I took a second to think about everything that I said and make sure it wasn’t rude or mean before I asked him a question. “Why not?”

“We can’t just hang out in the cafeteria and make a lot of noise.”

“Why not?” Now I was proving that I was the idiot. I sounded like a parrot, repeating everything over and over. “Are we that noisy? I can ask the guys to keep it down if you need it quieter to study or whatever.”

“It’s not the noise, Dylan.” He sighed, like my mom used to do when she was trying to explain something to me that was super obvious to her. “Dylan, when my friends and I draw attention to ourselves, you and your friends make life difficult.”

“What?” I was anxious and angry all at once and I had to stop myself from raising my voice. “Is anyone from the football team bothering you?”

“No. The football team usually ignores us. I think your friend Jonny is in my physics class.”

“Then who’s picking on you?”

“Your buddies.” He shrugged while I waited for him to say something. “I think it’s mostly the baseball team.”

“I’m not friends with the baseball team.” I was kind of incredulous (vocab word from last week) that he thought all the jocks in school hung out together. I guess we kind of did. I mean, I hung out with a few guys from the baseball team once in a while. “I mean, I know some of them, but mostly I just hang out with the football team.”

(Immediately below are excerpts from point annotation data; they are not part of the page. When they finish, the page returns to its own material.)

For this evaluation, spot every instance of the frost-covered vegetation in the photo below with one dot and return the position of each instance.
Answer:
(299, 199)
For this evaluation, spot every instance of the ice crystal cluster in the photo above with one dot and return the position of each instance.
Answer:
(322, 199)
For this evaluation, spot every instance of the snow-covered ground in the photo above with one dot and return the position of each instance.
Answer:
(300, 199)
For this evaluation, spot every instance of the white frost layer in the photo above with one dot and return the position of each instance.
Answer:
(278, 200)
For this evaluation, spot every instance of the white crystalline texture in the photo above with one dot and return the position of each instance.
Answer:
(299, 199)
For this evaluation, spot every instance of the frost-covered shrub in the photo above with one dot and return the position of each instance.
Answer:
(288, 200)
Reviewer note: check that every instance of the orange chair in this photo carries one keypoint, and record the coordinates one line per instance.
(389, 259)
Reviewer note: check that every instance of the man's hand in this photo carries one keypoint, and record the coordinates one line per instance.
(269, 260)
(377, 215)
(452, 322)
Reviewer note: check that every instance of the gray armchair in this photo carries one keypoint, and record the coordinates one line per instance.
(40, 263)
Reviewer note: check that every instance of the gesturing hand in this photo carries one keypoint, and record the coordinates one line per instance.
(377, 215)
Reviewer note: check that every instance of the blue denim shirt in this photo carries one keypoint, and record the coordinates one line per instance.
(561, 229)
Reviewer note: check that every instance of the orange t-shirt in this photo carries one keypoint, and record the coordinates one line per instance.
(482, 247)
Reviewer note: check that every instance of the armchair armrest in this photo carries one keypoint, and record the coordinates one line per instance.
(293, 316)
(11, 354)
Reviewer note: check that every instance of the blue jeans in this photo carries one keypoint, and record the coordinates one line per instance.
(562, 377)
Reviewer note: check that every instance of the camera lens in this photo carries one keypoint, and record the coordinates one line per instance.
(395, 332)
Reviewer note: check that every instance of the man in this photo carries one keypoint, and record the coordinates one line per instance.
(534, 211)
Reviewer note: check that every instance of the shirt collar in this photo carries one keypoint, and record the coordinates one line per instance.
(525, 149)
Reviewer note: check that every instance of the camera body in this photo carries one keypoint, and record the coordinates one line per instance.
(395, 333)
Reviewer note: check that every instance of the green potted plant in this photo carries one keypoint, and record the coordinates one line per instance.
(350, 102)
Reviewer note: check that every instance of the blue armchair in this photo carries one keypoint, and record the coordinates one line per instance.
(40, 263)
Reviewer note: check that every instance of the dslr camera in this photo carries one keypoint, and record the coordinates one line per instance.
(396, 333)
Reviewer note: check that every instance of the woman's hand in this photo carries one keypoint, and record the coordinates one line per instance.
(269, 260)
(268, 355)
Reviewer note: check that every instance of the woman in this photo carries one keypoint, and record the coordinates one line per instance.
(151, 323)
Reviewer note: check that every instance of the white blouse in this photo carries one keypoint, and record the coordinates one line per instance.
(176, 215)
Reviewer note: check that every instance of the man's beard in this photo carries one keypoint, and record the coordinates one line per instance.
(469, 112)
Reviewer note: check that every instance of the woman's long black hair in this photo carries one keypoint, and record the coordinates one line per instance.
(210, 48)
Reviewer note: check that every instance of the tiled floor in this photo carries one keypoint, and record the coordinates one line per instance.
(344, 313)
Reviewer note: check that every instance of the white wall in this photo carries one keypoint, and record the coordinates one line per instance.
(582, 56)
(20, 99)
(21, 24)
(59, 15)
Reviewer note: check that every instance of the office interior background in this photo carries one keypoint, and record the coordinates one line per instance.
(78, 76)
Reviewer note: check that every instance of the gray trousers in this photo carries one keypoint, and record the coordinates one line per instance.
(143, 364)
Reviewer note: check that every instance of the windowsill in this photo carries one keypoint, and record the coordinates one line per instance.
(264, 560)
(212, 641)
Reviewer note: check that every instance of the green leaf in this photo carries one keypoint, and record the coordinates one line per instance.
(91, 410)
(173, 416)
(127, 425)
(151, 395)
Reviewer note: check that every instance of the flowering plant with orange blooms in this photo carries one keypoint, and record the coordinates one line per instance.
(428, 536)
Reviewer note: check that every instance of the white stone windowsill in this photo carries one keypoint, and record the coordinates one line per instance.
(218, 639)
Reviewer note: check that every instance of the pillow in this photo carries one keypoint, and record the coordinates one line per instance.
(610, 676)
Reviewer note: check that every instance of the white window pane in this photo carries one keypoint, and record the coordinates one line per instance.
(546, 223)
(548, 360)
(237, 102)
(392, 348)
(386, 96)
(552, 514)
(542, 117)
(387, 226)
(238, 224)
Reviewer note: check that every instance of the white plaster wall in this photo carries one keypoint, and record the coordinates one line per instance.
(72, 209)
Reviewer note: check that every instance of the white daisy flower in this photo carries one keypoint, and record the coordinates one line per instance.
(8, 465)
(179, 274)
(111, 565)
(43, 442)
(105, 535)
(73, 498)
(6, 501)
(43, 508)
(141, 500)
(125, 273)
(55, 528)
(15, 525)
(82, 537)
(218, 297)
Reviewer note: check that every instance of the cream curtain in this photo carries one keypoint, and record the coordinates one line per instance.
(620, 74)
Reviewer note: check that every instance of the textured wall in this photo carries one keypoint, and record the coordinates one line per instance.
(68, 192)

“Sure. Whatever.” Tommy looked at me like we were about to have a teachable moment. “Don’t you guys all hang out together? All the guys on the teams hang out and work out and go to bonfires on the beach so they can make out with the cheerleaders?”

“Tommy, where are you getting these ideas?” I shook my head and kind of smirked at him. “Seriously. Who goes to bonfires and where is there even a beach around here?”

“I don’t know,” he almost smiled back at me and shrugged. “Movies, I guess. Maybe TV. You’re right. There isn’t a beach around here.”

“You know that’s not really how it works, right?” I rested my chin in my hand. “Here it’s pretty much each team on its own. Sure, now and then we hang out or see each other, but it’s not like we’re friends. Not really.”

“Maybe I’m watching the wrong movies.”

“Yeah. I think so. Hey.” I reached out and tapped the table with my finger. “If anybody bothers you it doesn’t matter what team they’re on. Just let me know, and I’ll take care of it.” I flattened my hand for one second, and then for some reason, I made it into a fist. I kept it on the table, but I made sure Tommy could see both my fist and how serious I was. “You tell me, and I’ll take care of you. It. I’ll take care of it. I promise.”

“Sure. Whatever.” His voice was flat. “Five minutes is over. We have to get back to studying.”